IuMRI is a new technique only available at some hospitals, and collaboration between radiologists (for example, the establishment of expert panels) may be required if it is to be offered as part of the diagnostic pathway for fetal abnormalities.

 

Citation and Funding

Griffiths P, Bradburn M, Campbell M et al. MRI in the diagnosis of fetal developmental brain abnormalities: the MERIDIAN diagnostic accuracy study. Health Technol Assess. 2019;23(49).

This project was funded by the NIHR Health Technology Assessment Programme (project number 09/06/01).

 

Bibliography

RCOG. Termination of pregnancy for fetal abnormality in England, Scotland and Wales. London: Royal College of Obstetricians and Gynaecologists; 2010.

Produced by the University of Southampton and Bazian on behalf of NIHR through the NIHR Dissemination Centre

 

Commentaries

Expert commentary

All pregnant women in the UK are offered ultrasound screening for fetal anomalies. The finding of a suspected brain abnormality causes particular concern because of the implications for the future development of their child.

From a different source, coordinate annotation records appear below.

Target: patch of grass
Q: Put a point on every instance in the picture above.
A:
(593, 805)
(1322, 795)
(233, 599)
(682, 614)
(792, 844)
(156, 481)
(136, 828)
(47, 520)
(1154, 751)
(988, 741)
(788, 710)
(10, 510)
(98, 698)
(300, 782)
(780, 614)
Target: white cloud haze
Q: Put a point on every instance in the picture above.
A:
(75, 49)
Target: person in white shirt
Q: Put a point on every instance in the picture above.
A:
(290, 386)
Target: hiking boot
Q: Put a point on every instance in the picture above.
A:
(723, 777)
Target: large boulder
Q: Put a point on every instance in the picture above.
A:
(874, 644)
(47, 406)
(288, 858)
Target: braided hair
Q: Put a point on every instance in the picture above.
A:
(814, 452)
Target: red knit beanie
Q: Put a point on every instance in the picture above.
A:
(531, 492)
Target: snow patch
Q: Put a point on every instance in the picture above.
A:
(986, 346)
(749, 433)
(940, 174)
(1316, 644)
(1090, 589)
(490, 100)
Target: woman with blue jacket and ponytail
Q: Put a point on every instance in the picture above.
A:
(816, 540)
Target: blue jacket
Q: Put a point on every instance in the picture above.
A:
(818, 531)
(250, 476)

This large pragmatic study demonstrates that intrauterine MRI is a useful adjunct to ultrasound in the assessment of suspected fetal brain abnormalities. It improves diagnostic confidence, improves diagnostic accuracy and helps improve management when there is concern about the development of the fetal brain.

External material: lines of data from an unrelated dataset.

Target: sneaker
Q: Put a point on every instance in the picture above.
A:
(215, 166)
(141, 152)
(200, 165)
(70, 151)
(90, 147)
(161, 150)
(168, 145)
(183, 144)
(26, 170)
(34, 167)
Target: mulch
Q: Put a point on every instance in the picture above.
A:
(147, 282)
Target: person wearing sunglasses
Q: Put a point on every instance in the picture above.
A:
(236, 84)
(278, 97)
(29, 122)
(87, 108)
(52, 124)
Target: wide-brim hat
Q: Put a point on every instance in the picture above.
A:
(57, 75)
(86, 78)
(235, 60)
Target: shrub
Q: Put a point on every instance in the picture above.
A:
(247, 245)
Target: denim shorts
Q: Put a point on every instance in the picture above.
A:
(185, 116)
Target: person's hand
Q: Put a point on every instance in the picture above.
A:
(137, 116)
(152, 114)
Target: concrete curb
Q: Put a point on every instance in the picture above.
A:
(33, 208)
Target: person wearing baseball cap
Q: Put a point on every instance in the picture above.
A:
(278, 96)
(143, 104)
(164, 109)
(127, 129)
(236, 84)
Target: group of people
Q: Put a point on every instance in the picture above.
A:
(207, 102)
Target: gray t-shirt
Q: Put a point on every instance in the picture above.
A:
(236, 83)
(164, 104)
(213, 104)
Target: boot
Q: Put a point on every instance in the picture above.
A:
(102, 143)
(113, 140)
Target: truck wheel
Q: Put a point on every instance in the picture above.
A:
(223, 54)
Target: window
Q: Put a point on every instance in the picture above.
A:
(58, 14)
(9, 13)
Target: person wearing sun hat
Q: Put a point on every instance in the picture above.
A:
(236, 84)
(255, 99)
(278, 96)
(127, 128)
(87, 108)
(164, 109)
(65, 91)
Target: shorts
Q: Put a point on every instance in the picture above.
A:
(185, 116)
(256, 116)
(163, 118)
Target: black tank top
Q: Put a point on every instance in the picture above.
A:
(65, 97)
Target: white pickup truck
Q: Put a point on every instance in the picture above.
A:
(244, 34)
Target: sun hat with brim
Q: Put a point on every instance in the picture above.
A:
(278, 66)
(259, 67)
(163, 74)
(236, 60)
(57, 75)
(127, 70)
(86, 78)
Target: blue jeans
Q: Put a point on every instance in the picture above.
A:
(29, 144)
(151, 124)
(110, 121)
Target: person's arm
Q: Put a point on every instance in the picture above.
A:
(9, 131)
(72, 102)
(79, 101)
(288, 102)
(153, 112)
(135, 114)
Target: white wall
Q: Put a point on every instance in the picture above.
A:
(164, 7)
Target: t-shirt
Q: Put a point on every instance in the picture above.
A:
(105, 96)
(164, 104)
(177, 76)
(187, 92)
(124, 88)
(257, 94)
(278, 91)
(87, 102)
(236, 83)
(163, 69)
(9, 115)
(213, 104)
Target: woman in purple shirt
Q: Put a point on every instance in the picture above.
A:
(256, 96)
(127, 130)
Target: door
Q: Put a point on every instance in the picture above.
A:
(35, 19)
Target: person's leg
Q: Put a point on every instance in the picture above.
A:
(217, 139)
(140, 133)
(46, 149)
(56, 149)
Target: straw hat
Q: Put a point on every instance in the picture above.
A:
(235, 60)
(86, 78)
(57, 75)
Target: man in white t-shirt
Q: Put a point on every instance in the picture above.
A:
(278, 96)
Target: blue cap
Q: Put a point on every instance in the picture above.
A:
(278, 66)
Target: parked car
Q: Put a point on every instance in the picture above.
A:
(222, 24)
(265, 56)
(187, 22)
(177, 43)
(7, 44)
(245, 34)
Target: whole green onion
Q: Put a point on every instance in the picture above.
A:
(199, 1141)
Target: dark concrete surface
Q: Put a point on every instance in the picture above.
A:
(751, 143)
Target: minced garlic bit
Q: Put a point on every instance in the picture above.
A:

The strength of the study was the outcome reference data enabling confirmation of the diagnoses suspected on either ultrasound or MRI, strengthened by the follow up at age two to three. The study shows particular benefits in the use of iuMRI in the assessment of mild ventriculomegaly, posterior fossa abnormalities and failed commisuration (agenesis and hypogenesis of the corpus callosum) suggesting this should now become a routine part of the assessment of these abnormalities.

Mr David Howe, Consultant in Feto-Maternal Medicine, Princess Anne Hospital, Southampton

The commentator declares that he was on the Data Monitoring Committee for MERIDIAN but was not involved in the design, performance or analysis of the study

Expert commentary

Accurate prenatal diagnosis of fetal brain abnormalities and defining their prognosis can be challenging.

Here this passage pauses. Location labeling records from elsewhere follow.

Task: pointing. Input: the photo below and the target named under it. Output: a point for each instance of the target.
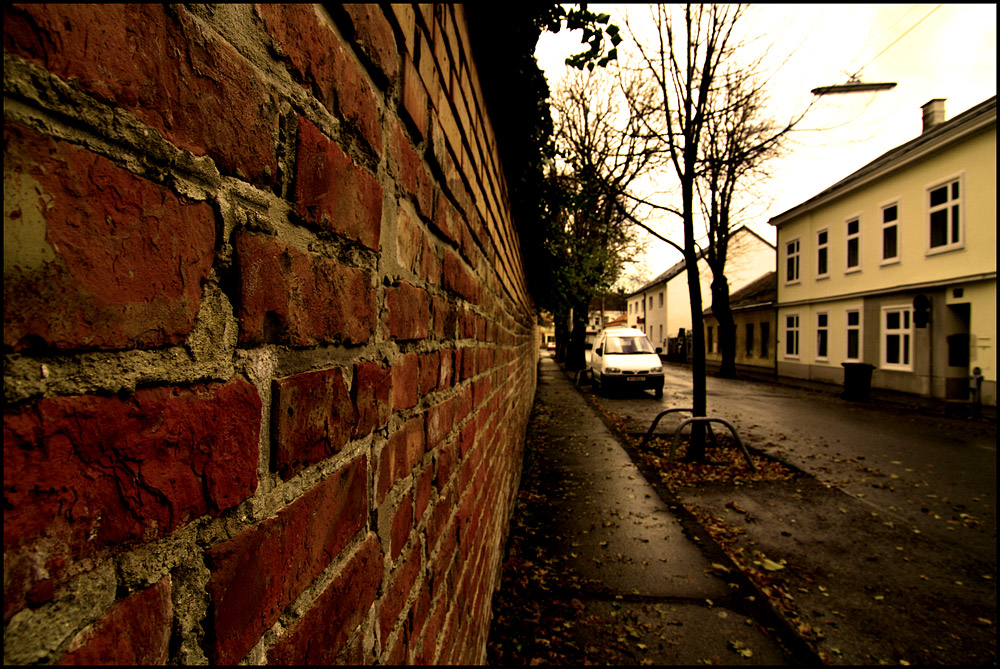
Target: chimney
(933, 113)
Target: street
(889, 543)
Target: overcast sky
(929, 51)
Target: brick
(440, 419)
(299, 299)
(404, 450)
(415, 98)
(319, 59)
(134, 631)
(313, 417)
(371, 395)
(404, 382)
(423, 495)
(259, 572)
(95, 257)
(447, 369)
(333, 192)
(83, 474)
(373, 35)
(446, 459)
(398, 591)
(320, 636)
(230, 116)
(408, 312)
(430, 371)
(401, 525)
(413, 174)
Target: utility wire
(896, 40)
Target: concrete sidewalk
(648, 579)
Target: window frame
(798, 261)
(792, 335)
(906, 332)
(823, 248)
(929, 210)
(825, 339)
(848, 238)
(847, 339)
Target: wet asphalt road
(916, 468)
(891, 542)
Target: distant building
(895, 265)
(753, 308)
(662, 308)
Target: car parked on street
(625, 358)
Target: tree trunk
(723, 313)
(576, 354)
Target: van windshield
(626, 345)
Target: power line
(897, 40)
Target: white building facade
(895, 266)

This important study confirms that when fetal brain abnormality is suspected on ultrasound, MRI should be arranged, as it significantly increases the diagnostic accuracy. This improvement carries significant implications for parents’ counselling and decision-making.  

This study relates to UK practice. Clinicians in some other countries have argued that, because neurosonography is better there, the added benefit of MRI might not apply. Training of fetal medicine specialists in neurosonography and fetal brain MRI, as well as increasing its availability, are needed in order to improve current practice. 

Asma Khalil, Professor of Obstetrics and Maternal-Fetal Medicine, St George’s University Hospital, University of London

The commentator declares no conflicting interests.